Geen redelijk mens zou zeggen dat het lichaam van de Heer Jezus niet dat van de kruisiging was, tenzij, onwetend of opzettelijk, ontken het Woord van God niet. Dit was niet een ander lichaam dat voor de gelegenheid werd aangenomen door een geestelijke Christus; het was dezelfde lichamelijke vorm die aan het kruis was gehangen; de Heer zelf, leven en onmiskenbaar tastbaar, geen goddelijk geestelijk schepsel. De Heer voorzag het ongeloof van mensen voor zijn fysieke opstanding en zorgde er expliciet voor dat Hij zei dat Hij geen geest was, maar vlees en beenderen:

Kijk naar mijn handen en voeten, omdat ik het ben. Raak me aan en zie, omdat een geest geen vlees en beenderen heeft, zoals je ziet dat ik heb". E, zei dit, hij liet ze zijn handen en voeten zien. Maar omdat ze nog steeds niet geloofden van vreugde en vervuld waren van verwondering, hij heeft het ze verteld: 'Je hebt hier wat te eten?». En ze gaven hem een ​​stuk geroosterde vis en een honingraat. En hij nam ze en at in hun bijzijn. Toen vertelde hij het ze: 'Dit zijn de woorden die ik tegen je sprak toen ik nog bij je was: dat alles wat over mij geschreven staat in de wet van Mozes vervuld moest worden, in de profeten en in de psalmen". (Luca 24:39-44)
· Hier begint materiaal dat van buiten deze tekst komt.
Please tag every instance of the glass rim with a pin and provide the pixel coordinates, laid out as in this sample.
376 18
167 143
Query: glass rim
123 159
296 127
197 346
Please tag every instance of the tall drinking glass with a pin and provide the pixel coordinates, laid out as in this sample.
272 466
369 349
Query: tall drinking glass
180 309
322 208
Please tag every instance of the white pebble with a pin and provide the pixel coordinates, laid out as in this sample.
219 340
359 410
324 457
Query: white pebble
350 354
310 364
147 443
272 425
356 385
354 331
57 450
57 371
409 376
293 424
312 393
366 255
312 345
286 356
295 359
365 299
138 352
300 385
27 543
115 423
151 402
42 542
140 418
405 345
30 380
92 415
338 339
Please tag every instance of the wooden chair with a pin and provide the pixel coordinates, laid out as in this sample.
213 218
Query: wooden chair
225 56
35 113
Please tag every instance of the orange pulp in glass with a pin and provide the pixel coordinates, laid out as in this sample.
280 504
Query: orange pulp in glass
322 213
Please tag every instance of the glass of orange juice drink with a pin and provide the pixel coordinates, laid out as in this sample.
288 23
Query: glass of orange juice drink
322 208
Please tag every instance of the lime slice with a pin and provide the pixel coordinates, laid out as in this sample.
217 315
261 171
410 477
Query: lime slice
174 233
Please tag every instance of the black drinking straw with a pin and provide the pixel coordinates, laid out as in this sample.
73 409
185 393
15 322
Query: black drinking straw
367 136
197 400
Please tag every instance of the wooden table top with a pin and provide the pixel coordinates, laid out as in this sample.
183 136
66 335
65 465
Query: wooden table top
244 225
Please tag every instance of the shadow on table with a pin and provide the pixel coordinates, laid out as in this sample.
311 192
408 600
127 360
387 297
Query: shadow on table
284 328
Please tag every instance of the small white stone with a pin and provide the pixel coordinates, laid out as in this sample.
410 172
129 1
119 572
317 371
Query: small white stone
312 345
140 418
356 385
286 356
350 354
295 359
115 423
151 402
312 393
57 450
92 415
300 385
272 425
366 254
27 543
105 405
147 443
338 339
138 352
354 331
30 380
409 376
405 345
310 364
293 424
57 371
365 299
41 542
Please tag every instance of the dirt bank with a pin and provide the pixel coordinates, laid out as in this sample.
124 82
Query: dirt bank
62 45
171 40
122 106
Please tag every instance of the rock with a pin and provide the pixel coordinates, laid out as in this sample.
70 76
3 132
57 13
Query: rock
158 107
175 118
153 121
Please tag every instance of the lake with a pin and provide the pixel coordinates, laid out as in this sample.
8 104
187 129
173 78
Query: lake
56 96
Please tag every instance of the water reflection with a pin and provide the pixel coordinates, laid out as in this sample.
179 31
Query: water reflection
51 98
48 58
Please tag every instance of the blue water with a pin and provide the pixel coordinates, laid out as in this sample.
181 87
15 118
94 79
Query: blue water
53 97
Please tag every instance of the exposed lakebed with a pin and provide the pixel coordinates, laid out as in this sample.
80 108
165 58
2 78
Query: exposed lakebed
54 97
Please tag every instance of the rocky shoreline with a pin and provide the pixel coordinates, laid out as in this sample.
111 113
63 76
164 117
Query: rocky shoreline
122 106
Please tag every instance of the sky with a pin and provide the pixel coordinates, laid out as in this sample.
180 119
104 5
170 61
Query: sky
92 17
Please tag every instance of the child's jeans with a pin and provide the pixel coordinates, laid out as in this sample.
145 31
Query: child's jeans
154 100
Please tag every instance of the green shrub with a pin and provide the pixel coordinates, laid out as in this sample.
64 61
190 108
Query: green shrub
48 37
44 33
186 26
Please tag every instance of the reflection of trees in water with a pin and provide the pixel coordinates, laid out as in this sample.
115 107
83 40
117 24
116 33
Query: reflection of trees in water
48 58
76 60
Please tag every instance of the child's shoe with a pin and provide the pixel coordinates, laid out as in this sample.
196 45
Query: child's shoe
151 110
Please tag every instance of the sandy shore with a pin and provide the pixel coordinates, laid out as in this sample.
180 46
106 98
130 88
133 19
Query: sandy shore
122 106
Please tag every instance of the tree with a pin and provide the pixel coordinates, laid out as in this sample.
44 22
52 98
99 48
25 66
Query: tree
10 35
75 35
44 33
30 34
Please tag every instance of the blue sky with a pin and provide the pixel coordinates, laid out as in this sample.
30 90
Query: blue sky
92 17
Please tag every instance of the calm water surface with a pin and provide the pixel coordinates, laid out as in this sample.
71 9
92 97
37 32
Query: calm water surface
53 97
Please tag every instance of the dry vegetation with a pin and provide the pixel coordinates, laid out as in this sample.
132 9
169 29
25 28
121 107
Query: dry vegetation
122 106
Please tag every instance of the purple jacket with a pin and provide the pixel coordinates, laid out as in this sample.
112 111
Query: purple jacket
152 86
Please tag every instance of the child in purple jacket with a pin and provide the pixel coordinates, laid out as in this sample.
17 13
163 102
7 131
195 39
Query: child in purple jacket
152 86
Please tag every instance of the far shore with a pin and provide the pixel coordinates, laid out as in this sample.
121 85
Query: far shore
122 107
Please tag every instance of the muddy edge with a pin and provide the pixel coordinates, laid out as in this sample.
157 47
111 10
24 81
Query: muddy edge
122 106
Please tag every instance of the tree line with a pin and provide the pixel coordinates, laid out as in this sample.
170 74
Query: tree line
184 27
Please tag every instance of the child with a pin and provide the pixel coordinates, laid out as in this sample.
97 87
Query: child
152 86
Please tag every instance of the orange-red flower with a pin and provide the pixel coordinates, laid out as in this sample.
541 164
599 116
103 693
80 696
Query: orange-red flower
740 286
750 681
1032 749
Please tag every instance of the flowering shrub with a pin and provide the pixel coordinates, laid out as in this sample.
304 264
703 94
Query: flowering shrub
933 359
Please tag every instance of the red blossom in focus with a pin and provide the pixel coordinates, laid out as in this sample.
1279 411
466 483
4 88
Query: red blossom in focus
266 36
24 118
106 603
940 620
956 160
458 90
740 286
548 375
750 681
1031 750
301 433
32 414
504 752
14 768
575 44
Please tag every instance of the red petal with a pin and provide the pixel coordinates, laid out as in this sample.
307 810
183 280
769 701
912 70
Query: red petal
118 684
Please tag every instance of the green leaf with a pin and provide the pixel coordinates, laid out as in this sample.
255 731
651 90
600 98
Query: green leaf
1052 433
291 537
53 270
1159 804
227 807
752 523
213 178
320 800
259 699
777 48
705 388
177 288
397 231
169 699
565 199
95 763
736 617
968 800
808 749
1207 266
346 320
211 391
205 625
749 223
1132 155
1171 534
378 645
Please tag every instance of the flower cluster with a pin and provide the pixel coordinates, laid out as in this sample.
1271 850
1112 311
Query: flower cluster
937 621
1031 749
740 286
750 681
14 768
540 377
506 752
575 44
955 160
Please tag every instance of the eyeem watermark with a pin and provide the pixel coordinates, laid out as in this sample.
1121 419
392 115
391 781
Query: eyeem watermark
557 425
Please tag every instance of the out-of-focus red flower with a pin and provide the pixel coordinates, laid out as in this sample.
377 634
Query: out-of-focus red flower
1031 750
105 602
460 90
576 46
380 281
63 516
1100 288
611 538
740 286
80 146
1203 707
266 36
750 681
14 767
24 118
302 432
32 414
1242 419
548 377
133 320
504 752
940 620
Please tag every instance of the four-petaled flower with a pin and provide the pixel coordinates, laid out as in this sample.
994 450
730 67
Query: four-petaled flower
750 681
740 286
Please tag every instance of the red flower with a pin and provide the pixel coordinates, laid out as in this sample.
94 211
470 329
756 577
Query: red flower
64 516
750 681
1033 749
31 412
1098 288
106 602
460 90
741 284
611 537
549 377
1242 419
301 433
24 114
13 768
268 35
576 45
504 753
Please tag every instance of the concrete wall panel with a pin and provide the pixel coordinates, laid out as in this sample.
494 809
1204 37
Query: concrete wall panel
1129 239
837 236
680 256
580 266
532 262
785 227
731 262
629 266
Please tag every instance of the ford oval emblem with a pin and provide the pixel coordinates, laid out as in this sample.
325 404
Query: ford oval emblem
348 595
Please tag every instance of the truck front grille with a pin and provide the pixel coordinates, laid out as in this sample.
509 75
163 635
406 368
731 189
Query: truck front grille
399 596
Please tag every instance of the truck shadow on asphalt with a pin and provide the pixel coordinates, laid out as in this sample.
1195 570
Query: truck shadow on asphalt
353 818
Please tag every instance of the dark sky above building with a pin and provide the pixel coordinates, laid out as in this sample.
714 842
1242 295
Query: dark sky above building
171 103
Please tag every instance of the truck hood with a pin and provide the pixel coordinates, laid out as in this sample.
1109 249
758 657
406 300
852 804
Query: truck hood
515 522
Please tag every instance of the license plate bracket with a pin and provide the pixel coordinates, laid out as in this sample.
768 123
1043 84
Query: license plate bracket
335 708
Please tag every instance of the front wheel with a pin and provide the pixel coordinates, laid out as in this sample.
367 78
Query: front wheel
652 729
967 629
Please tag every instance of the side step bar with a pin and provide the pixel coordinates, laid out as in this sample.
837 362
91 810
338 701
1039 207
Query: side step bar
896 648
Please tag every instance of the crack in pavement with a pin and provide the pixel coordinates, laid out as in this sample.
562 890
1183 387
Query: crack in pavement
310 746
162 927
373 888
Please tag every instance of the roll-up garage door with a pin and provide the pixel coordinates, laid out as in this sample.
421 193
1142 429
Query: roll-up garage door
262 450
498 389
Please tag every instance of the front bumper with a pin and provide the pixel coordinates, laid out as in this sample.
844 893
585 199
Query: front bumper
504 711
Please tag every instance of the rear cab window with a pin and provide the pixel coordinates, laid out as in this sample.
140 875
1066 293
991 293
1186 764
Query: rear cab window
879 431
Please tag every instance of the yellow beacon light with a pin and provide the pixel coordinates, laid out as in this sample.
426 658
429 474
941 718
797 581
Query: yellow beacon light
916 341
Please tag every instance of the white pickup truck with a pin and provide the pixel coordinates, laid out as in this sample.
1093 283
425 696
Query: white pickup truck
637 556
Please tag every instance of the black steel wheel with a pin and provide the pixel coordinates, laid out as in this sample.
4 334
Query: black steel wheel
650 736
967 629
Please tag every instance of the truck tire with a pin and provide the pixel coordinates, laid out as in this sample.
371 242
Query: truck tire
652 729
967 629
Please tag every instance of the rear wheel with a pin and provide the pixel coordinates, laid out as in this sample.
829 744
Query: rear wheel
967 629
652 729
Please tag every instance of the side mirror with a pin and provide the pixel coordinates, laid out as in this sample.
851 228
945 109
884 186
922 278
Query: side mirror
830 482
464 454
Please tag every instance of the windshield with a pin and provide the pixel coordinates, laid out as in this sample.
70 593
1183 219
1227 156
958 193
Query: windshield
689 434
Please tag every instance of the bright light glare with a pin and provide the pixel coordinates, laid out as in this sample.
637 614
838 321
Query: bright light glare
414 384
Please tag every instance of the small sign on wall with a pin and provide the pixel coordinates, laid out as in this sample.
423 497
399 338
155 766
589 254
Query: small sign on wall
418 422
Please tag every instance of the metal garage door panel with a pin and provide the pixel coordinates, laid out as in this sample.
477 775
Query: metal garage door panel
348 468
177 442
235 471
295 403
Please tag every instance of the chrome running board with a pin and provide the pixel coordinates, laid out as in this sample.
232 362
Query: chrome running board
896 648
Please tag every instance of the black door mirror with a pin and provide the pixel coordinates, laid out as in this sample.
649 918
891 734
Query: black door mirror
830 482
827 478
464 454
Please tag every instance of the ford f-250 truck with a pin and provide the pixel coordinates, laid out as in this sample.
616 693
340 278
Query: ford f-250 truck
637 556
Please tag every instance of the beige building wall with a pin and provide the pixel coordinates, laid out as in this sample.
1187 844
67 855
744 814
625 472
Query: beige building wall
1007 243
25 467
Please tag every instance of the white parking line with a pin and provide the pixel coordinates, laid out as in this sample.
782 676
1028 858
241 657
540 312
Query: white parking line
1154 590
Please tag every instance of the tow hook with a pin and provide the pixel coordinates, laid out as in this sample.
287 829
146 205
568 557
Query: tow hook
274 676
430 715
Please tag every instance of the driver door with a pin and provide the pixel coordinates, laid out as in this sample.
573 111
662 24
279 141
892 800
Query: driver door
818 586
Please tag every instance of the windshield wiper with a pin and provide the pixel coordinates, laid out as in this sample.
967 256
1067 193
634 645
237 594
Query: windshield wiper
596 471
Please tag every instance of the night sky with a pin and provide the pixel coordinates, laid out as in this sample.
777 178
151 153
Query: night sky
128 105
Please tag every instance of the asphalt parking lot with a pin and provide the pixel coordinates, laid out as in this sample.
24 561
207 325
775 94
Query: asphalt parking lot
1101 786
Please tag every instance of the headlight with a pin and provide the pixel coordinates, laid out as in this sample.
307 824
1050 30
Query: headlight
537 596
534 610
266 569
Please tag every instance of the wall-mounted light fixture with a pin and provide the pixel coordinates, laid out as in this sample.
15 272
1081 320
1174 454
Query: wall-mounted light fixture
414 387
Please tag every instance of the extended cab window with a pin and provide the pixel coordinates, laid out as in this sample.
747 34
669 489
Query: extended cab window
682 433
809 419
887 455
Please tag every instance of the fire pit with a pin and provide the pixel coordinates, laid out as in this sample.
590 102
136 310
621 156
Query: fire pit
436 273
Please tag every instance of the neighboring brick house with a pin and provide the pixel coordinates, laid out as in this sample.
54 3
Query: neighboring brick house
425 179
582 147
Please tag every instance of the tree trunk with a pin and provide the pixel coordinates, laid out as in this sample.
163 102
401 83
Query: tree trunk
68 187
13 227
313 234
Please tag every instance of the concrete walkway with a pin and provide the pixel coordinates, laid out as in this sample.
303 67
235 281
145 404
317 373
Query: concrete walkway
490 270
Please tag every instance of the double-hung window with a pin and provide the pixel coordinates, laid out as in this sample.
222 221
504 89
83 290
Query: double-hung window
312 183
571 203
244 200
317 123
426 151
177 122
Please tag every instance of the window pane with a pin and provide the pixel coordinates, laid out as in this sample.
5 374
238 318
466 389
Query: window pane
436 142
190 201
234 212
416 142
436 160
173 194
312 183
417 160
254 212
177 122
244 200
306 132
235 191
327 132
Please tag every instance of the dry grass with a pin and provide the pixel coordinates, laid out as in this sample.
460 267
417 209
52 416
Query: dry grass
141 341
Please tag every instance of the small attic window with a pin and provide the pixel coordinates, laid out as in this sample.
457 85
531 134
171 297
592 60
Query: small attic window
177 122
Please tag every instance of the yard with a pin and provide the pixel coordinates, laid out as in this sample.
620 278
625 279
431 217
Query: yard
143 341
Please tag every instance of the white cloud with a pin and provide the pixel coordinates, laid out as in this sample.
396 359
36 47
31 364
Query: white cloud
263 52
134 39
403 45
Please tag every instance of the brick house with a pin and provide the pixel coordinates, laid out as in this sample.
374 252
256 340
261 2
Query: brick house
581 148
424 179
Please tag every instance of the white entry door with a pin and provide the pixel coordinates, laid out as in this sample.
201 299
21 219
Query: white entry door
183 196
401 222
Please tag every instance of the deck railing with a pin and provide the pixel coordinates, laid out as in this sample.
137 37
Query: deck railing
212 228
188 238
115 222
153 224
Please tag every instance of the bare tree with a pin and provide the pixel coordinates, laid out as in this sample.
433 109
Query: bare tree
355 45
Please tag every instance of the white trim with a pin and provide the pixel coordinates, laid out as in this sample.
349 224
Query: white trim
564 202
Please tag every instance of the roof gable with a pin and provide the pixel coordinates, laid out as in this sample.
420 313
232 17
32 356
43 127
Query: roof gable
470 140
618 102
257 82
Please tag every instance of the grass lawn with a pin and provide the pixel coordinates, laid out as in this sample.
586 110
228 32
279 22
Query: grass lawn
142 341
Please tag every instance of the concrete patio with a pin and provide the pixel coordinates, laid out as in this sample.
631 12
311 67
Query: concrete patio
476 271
en kwam zelfs hetzelfde voedsel eten als mensen om zijn identiteit met zowel de mensheid als de godheid te bewijzen. Christus berispte zijn discipelen omdat ze niet in zijn fysieke opstanding geloofden (Luca 24:2 5), wat precies de bevestiging was “van Zijn Godheid, want alleen God kon vrijwillig het leven neerleggen en hervatten naar believen (do.10:18).2

Onder de niet-gerelateerde verzen die Jehovah's Getuigen gebruiken, we vinden ik Pietro 3:18, gebruikt ter verdediging van hun leer van geestelijke opstanding. Petrus verklaart dat Christus “ter dood is gebracht, wat betreft het vlees, maar levend gemaakt in de geest." Natuurlijk werd Hij levend gemaakt in de geest en door de Geest van God, omdat de Geest van God, het wezen van God zelf, wekte Jezus op uit de dood, zoals het is geschreven: “Indien de Geest van hem die Jezus uit de dood heeft opgewekt, in u woont… » (Rom. 8:11). De betekenis van het vers is dus voldoende duidelijk. God heeft Jezus niet opgewekt als Geest maar met zijn eigen Geest en dit sluit perfect aan bij wat er in gezegd werd Giovanni 20:27 e Luca 24:39-44 in het bevestigen van de fysieke opstanding van de Heer. Ook de apostel Paulus verkondigt, in Romani 4:24; 6:4; De Korinthiërs 15:15; bijv. dat Christus uit de dood is opgewekt; hij voorspelde de fysieke opstanding en terugkeer van de mens. Dio, niet van een 'goddelijk spiritueel wezen' zonder tastbare vorm, inderdaad waarschuwde hij dat als Christus niet is opgestaan, ons geloof tevergeefs is.

Voor ons die geloven in het Woord van God, er is een man in glorie die zijn wonden liet zien als een teken van zijn realiteit en wiens vraag we nu stellen aan Jehovah's Getuigen: "Hij heeft een geest van vlees en bloed?» (en kan de sporen van kruisiging dragen?).